My local secondhand book shop told me they had a run on requests for this book in the last six months – a waiting list for copies in the double digits. Not too shabby for a book published in 2000, right? Obviously, getting made into a movie starring Kate Winslett and basically every Australian actor ever (short of Hugh Jackman) doesn’t hurt.
This was a read for my book club. As locating a copy through my local or through the library was virtually impossible with only two months’ notice (see above), I acquired a copy of the audiobook, recorded last year with narration by Rachel Griffiths (how lovely to hear an Australian story in an Australian voice), part of the movie tie-in.
First of all, this book is almost designed to be a film.

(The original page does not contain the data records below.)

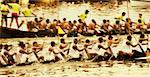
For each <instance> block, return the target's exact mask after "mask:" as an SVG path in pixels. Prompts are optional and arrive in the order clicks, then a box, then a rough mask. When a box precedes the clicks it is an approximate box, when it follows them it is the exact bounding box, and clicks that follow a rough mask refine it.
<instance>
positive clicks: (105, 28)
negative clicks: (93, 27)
mask: <svg viewBox="0 0 150 77" xmlns="http://www.w3.org/2000/svg"><path fill="white" fill-rule="evenodd" d="M101 29H103V30H104V32H108V24H107V21H106V19H103V23H102V27H101Z"/></svg>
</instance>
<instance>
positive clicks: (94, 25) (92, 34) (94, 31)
mask: <svg viewBox="0 0 150 77" xmlns="http://www.w3.org/2000/svg"><path fill="white" fill-rule="evenodd" d="M96 25H97V23H96V21H95V20H94V19H92V23H90V24H89V25H88V28H87V33H88V35H94V34H95V28H96Z"/></svg>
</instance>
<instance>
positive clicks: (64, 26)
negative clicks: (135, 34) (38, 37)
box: [1, 1, 150, 36]
mask: <svg viewBox="0 0 150 77" xmlns="http://www.w3.org/2000/svg"><path fill="white" fill-rule="evenodd" d="M10 10H12V17H11V23H10V28H11V26H12V22H13V19H14V18H15V19H16V24H17V26H18V29H19V28H20V27H21V26H22V25H23V24H24V23H25V24H26V25H27V29H28V31H29V32H41V33H42V32H47V33H49V32H51V33H52V34H54V35H58V34H68V36H75V35H76V34H77V33H80V34H82V35H95V34H96V35H98V34H100V33H106V34H113V33H119V34H121V33H129V34H130V33H133V32H135V31H141V32H144V31H147V30H148V29H150V22H145V21H144V18H143V17H142V16H143V15H142V14H139V16H138V18H137V21H132V20H131V19H130V18H125V17H126V13H125V12H122V14H121V15H120V16H118V17H114V20H115V23H114V24H112V22H111V21H110V20H109V19H103V21H102V23H97V22H96V21H95V20H94V19H92V20H91V22H90V23H89V24H87V23H86V18H87V17H88V14H89V12H90V11H89V10H85V13H84V14H81V15H79V16H78V18H79V19H78V20H73V21H70V20H67V18H63V20H59V19H54V20H53V21H50V19H46V18H43V17H36V18H35V19H34V20H30V19H29V18H28V17H30V16H32V15H33V16H37V15H35V14H34V13H33V11H32V10H31V6H30V5H28V7H27V8H26V9H24V10H22V11H21V10H20V6H19V4H17V3H7V2H5V1H4V2H3V4H2V5H1V13H2V20H1V26H3V22H4V20H5V23H6V27H8V26H7V18H8V13H10ZM20 13H23V15H24V17H26V18H25V19H23V20H22V22H21V23H20V24H19V23H18V17H19V14H20Z"/></svg>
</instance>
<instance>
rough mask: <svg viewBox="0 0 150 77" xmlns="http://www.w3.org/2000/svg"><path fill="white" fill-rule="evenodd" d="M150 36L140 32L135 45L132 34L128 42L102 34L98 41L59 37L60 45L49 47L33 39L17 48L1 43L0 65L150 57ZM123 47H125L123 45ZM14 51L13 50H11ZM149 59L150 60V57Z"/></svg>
mask: <svg viewBox="0 0 150 77" xmlns="http://www.w3.org/2000/svg"><path fill="white" fill-rule="evenodd" d="M145 41H148V39H147V38H146V37H145V35H143V34H141V36H140V39H139V42H138V43H137V44H134V42H133V41H132V36H130V35H129V36H127V41H126V42H125V44H123V43H121V38H120V36H119V35H117V36H114V37H113V36H111V35H109V36H108V37H100V38H98V40H89V39H86V40H85V41H84V42H81V39H74V40H73V42H69V43H67V42H65V39H63V38H61V39H60V44H58V45H57V44H56V43H55V42H54V41H51V43H50V46H49V47H45V45H44V44H45V42H44V43H43V44H38V43H37V42H33V44H32V45H30V44H29V43H24V42H19V44H18V47H17V49H14V47H13V46H12V45H0V51H1V53H0V64H1V65H5V64H10V65H11V64H22V63H28V62H44V61H47V60H49V61H54V62H57V61H59V60H61V61H70V60H77V61H83V60H90V61H108V60H123V61H124V60H135V58H138V57H145V56H150V49H149V47H148V42H145ZM121 47H123V48H121ZM12 51H13V52H12ZM147 61H148V62H149V61H150V59H147Z"/></svg>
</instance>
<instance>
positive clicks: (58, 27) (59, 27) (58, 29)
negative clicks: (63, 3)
mask: <svg viewBox="0 0 150 77" xmlns="http://www.w3.org/2000/svg"><path fill="white" fill-rule="evenodd" d="M58 34H65V32H64V31H63V30H62V29H61V27H60V26H59V27H58Z"/></svg>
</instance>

The characters are concentrated archetypes of every small-town character you could hope to find, every character seems to have a secret, the hero has a mysterious past, fashion and colour forms a major part of the plot, and it’s all set in picturesque rural Victoria in the 1950s.
Second of all, this is a very Australian book. Iced Vovos, footy, silos, galahs, Bex powders, and Horlicks all make perfect sense to the Australian reader, but might throw an international reader out of the action.
The hero is Myrtle ‘Tilly’ Dunnage – banished from her home town of Dungatar as a child after a terrible incident. Tilly spent the last 20 years becoming a dressmaker, trained in the great fashion houses of Europe, but is now back, supposedly to care for her ailing mother. Any warm welcome Tilly might have hoped for is absent – the old prejudice against her unmarried mother and Tilly as her bastard offspring are still prevalent in the town.
Tilly’s dressmaking skills and fashion begin to change the look of the town. Throw in a budding romance with local football hero Teddy (Liam Hemsworth in the film – get it, Tilly!), and it seems as though Tilly’s future in Dungatar is hopeful.
This is not a sweet romance or comedy, though. This is absolutely a Gothic novel. The plot is best left to be discovered, but the section titles of the book (Gingham, Shantung, Felt, Brocade) each represent a different phase of the story. Imagine the drama of Brocade. It’s pretty satisfying.